Independentemente das classificações que esta ou outra agência de rating venham a atribuir a Portugal, o PCP continuará a bater-se, nomeadamente no próximo Orçamento de Estado, para que Portugal faça opções necessárias para o país e para os portugueses”, sublinhou ainda o deputado, mantendo o foco nas negociações em curso.

Se dúvidas restassem, Jerónimo de Sousa vincou também que a “boa notícia” seria, isso sim, o país “assumir a sua soberania no plano económico e monetário”, porque esse é o caminho que permitirá repor rendimentos e direitos – como o descongelamento das carreiras da função pública, exemplificou.

Com Passos seria mais rápido

Na sexta-feira à noite, à margem de um jantar de campanha em Mafra, o líder do PSD admitiu que o actual executivo “tem o mérito de ter conseguido nestes dois anos provar que os receios dos investidores eram infundados”, já que “acabou por garantir as metas que eram importantes para quem estabelece o rating para o país”.

Classificou a nova notação como uma “excelente notícia” mas ainda assim afirmou que se a direita se tivesse mantido no governo “muito provavelmente essa melhoria” teria ocorrido mais cedo.
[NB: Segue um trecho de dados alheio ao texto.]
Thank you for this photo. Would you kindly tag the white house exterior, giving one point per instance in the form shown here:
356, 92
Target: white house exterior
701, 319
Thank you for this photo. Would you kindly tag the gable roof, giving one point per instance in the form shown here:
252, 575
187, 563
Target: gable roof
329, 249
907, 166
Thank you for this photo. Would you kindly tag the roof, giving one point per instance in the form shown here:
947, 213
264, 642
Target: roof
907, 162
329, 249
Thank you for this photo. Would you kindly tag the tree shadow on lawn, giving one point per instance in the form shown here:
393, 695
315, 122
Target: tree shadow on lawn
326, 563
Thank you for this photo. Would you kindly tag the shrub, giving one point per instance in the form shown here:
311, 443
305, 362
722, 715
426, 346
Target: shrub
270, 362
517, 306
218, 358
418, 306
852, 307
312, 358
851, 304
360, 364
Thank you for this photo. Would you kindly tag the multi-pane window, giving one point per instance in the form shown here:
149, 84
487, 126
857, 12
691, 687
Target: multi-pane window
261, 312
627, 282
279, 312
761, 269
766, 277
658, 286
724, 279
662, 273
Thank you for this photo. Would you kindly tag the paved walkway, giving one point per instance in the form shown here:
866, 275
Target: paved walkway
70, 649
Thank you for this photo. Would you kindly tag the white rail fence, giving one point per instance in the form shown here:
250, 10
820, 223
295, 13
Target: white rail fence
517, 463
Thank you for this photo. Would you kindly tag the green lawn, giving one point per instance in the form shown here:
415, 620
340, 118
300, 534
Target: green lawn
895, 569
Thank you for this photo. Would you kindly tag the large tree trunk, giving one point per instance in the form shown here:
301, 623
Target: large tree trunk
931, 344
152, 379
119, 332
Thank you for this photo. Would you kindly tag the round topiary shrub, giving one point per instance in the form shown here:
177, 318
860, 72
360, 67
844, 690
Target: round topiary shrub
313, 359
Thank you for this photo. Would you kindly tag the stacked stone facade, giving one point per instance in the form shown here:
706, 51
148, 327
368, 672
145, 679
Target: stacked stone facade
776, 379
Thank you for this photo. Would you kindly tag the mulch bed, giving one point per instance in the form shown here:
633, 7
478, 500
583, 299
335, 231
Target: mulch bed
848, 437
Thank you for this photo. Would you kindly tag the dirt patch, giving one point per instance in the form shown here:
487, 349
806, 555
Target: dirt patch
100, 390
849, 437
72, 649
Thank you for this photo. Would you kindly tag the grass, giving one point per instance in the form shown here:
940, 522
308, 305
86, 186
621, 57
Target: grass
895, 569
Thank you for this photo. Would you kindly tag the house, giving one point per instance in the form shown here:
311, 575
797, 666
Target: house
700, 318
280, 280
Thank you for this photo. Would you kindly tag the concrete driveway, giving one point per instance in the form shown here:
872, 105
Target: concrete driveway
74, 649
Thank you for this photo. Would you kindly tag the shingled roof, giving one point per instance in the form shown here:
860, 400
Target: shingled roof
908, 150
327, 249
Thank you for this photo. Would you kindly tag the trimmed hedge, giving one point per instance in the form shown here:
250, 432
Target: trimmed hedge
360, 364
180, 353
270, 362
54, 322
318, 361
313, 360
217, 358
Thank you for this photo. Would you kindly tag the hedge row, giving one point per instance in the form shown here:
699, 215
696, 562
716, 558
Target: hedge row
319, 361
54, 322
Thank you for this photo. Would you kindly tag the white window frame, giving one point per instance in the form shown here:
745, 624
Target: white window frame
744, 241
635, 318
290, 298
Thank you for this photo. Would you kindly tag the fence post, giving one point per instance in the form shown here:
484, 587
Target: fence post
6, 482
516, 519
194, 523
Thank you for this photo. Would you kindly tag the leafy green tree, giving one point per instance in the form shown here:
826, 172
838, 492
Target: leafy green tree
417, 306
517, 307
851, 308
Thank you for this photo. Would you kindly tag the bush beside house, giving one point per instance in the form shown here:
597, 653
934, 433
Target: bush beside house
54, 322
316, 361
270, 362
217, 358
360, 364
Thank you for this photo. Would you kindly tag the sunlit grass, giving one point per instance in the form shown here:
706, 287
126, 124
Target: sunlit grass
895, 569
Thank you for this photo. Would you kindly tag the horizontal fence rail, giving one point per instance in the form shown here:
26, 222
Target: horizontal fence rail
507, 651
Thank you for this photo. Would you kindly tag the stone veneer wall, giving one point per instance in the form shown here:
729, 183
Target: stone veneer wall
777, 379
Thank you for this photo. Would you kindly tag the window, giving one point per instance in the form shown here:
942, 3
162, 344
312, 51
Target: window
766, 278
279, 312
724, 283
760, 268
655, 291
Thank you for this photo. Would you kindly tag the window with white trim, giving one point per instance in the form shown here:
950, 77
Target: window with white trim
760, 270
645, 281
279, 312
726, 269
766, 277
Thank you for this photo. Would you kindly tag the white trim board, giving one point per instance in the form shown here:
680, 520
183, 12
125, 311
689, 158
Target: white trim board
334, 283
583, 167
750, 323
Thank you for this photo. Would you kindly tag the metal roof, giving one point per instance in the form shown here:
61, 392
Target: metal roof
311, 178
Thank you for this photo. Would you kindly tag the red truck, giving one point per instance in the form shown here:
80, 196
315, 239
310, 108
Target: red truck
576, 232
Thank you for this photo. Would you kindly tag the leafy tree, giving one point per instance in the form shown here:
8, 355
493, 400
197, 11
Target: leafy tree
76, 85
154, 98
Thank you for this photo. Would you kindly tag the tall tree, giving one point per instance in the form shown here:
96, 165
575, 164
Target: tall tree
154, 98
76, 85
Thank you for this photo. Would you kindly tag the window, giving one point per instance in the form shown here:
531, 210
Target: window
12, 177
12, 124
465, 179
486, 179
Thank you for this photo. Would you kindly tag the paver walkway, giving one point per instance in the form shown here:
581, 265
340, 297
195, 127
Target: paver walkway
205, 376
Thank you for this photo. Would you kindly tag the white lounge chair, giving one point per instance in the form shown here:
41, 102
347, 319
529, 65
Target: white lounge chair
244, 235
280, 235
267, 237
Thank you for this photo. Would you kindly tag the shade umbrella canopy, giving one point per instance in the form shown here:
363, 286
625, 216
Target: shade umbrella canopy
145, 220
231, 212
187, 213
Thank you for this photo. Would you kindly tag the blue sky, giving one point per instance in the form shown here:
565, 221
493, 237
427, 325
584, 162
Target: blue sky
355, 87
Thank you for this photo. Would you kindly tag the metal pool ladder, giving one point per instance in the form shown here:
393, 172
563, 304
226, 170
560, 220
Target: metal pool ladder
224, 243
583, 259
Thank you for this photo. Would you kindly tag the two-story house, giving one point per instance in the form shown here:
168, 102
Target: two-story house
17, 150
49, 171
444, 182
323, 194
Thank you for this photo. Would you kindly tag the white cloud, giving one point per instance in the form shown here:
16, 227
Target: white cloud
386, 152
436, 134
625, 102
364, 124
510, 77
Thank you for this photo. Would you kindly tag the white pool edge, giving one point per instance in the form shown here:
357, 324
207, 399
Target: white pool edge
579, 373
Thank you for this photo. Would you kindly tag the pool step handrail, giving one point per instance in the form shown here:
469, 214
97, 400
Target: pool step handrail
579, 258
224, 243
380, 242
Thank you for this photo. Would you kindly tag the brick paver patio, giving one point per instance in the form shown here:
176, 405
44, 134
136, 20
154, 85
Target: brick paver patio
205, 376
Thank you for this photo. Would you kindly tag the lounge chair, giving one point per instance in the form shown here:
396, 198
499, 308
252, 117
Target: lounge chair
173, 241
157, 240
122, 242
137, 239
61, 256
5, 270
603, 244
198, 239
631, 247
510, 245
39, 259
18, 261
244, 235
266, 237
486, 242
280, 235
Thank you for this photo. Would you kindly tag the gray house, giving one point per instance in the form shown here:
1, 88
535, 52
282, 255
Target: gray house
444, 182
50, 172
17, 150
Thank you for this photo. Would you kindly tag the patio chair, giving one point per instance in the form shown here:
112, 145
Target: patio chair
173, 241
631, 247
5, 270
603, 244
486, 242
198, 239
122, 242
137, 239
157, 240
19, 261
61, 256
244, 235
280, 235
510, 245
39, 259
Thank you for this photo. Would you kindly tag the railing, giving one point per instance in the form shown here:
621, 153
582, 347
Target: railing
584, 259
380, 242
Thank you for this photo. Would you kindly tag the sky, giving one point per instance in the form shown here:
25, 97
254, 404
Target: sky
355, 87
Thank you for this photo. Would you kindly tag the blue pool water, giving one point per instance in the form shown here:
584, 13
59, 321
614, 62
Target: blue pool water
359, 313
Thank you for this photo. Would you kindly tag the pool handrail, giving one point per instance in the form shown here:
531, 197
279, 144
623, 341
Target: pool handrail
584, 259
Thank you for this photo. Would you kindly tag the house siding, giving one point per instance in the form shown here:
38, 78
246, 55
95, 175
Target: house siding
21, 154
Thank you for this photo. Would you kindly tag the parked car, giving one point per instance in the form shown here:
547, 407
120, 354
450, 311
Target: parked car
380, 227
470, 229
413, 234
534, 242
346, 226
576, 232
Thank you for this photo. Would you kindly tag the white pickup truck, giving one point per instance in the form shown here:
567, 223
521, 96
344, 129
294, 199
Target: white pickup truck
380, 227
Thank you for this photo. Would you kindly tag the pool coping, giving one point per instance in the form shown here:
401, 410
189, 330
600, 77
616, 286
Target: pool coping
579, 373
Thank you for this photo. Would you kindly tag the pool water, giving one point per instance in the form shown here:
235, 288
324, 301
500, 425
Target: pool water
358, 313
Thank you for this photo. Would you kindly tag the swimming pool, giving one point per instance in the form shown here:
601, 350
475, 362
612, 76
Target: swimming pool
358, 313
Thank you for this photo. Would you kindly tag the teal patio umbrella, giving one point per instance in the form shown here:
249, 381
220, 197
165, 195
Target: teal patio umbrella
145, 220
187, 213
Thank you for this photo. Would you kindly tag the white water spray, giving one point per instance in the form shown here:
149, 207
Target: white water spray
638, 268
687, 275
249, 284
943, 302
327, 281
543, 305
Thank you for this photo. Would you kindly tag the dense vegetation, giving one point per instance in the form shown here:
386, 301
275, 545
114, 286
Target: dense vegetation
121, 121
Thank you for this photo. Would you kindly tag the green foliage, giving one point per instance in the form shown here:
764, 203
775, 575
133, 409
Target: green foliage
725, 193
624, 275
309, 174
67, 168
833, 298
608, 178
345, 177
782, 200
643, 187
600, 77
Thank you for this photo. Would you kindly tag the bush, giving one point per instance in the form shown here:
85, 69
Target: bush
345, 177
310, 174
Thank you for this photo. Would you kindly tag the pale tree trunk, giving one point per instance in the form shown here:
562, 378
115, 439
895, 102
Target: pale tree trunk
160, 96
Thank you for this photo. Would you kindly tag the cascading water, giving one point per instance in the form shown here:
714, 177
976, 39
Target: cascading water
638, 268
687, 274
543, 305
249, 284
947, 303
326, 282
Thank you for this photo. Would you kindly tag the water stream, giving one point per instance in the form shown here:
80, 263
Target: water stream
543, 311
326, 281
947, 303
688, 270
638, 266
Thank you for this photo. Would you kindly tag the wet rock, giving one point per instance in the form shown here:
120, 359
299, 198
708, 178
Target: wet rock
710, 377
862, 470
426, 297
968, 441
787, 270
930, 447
Logo na réplica, António Costa, em Lisboa, provocou: "É tão verdade como eu dizer que se o governo tivesse mudado mais cedo teríamos saído ainda mais cedo (…) Conseguimos estes resultados virando a página da austeridade.”

Dormir sobre o assunto piorou o ambiente entre ambos. Costa abriu as hostilidades no sábado de manhã em Bragança defendendo que foi o Governo PS que “virou a página do ‘lixo’” e não a direita. O CDS veio entretanto dizer que o mérito é deste e do anterior Governo. “A direita bem pode dizer que teria feito o mesmo. Há uma coisa que nós sabemos: não fez e nós fizemos (…) Tivemos melhores resultados com menos sacrifícios”, apontou o primeiro-ministro.

Passos Coelho contra-atacou em Penalva do Castelo. Disse que Costa quer “vender factos que não existem e retóricas que não têm adesão à realidade”, mostrando que o Governo não está “à altura dos acontecimentos”. E reclamou louros porque se o seu executivo tivesse falhado, agora não havia esta “prosápia toda”.

Sem agenda pública este fim-de-semana, Marcelo Rebelo de Sousa nada disse sobre a nova notação de Portugal, atribuída pela Standard & Poor’s. Um silêncio pouco habitual para o Presidente da República.